Abstract
Metastatic carcinoma infiltrating the breast from extramammary malignancies is an infrequent occurrence. Extramammary carcinomas that may be metastatic to the breast include gastrointestinal cancers, ovarian cancer, and lung cancer, among others. These metastatic lesions often pose a diagnostic challenge, resembling primary breast cancer in both clinical and radiographic presentations. The incidence of esophageal cancer metastasizing to the breast is low. Esophageal cancer more commonly spreads to locoregional lymph nodes, lungs, liver, and bone. We present a unique case where primary esophageal adenocarcinoma metastasized to the breast. Our aim is to raise diagnostic awareness by delineating the clinical and pathological findings of this exceptionally infrequent disease.

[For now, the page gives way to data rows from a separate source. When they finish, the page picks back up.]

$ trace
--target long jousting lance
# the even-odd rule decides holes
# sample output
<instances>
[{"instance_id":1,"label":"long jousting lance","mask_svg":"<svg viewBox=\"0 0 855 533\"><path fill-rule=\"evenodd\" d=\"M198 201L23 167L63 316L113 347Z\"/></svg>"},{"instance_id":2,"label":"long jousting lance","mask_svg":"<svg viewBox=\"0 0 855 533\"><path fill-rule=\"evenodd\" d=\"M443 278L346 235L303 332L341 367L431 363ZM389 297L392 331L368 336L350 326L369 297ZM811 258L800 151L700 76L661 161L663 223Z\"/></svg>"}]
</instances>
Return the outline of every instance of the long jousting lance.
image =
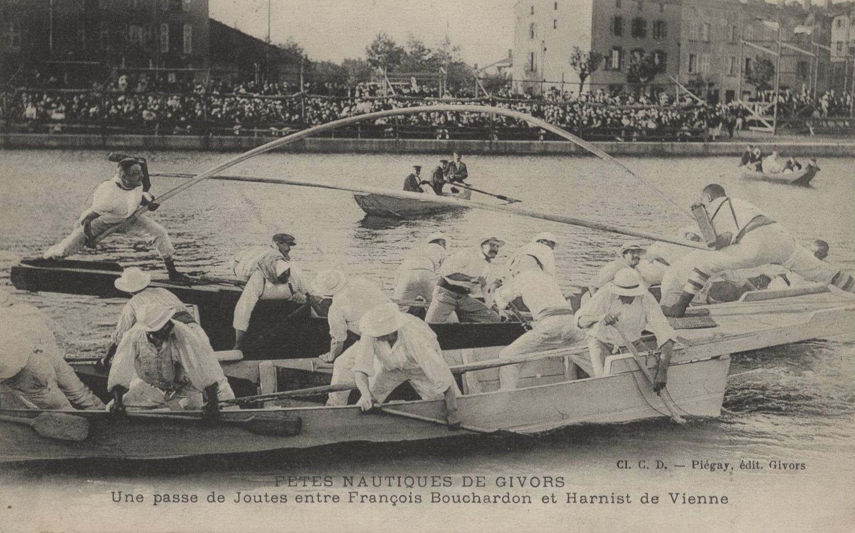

Keywords: immunohistochemical stains, pathology, esophageal adenocarcinoma, breast metastases, extramammary malignancies
Introduction
While primary malignant breast tumors are the most common neoplasms in women, the occurrence of cancer metastasizing to breast cancers is exceedingly rare [1,2]. Non-breast primary tumors, originating from various sites such as the gynecological tract (uterus, cervix, ovary), genitourinary tract (bladder, kidney, prostate), gastrointestinal organs (colon, ileum, stomach), pancreaticobiliary organs, as well as the skin and parotid gland, have been reported [2].
Esophageal cancer stands as the sixth-leading cause of cancer-related fatalities worldwide [3]. Metastasis in esophageal cancer frequently involves non-regional lymph nodes, peritoneum, lungs, liver, bone, and brain [4,5]. The occurrence of esophageal cancer metastasizing to the breast is a rare phenomenon with an unclear etiology [6].
In this report, we present a case wherein primary esophageal adenocarcinoma, originating from background Barrett's esophagus, has metastasized to the breast. In such a case, differentiating metastatic carcinoma from primary breast cancer is crucial for formulating an appropriate treatment plan. A meticulous histological examination correlated with the patient’s medical history and complemented by immunohistochemical stains is essential for achieving an accurate diagnosis.
Case presentation
A 55-year-old female, with a medical history of gastroesophageal reflux disease and a smoking history of 30+ pack-years, presented to an outside healthcare facility due to a two-month history of dysphagia aggravated by the ingestion of solid foods. An upper GI endoscopy was performed, revealing distal esophageal stenosis, accompanied by a hiatal hernia and grade B esophagitis, per the Los Angeles classification system of gastroesophageal reflux disease. A subsequent biopsy of the stenotic area identified the anomaly as an invasive adenocarcinoma in the distal esophagus, secondary to Barrett esophagus.
The patient came to our institution seeking a consultation with thoracic surgery, and a referral was made to the GI department for an endoscopic ultrasound to assist in staging the cancer. The endoscopic ultrasound revealed a hypoechoic mass located in the distal third of the esophagus, along with two anomalous lymph nodes in the distal paraoesophageal mediastinum. Subsequent staging via endoscopic ultrasound classified the esophageal adenocarcinoma as stage III, with a TNM classification of cT2, cN1, and cM0. The patient promptly initiated neoadjuvant chemoradiation (FOLFOX (folinic acid, fluorouracil, and oxaliplatin) regimen) with the intention of scheduling an esophagectomy in the future.
Post neoadjuvant therapy, a PET scan indicated stable disease. Subsequently, the patient underwent an esophagectomy, which revealed no residual carcinoma. Histological examination of 21 lymph nodes revealed no evidence of metastatic adenocarcinoma. Post-treatment tumor pathological staging was classified as ypT0, ypN0, ypMNA. During a surveillance CT scan of the chest/abdomen/pelvis six months later, an 11 mm nodular density was observed in the right breast. It is pertinent to note the patient's familial history of breast cancer involving both the mother and paternal half-sister, despite the patient's own Breast Cancer gene (BRCA) testing yielding negative results. An ultrasound-guided core needle biopsy of the right breast lesion (Figure 1) demonstrated an invasive adenocarcinoma that was negative for estrogen receptor (ER), progesterone receptor (PR), and human epidermal growth factor receptor 2 (Her2). This diagnosis occurred approximately one year after the patient's completion of esophageal cancer treatment, during a period when the patient was in remission.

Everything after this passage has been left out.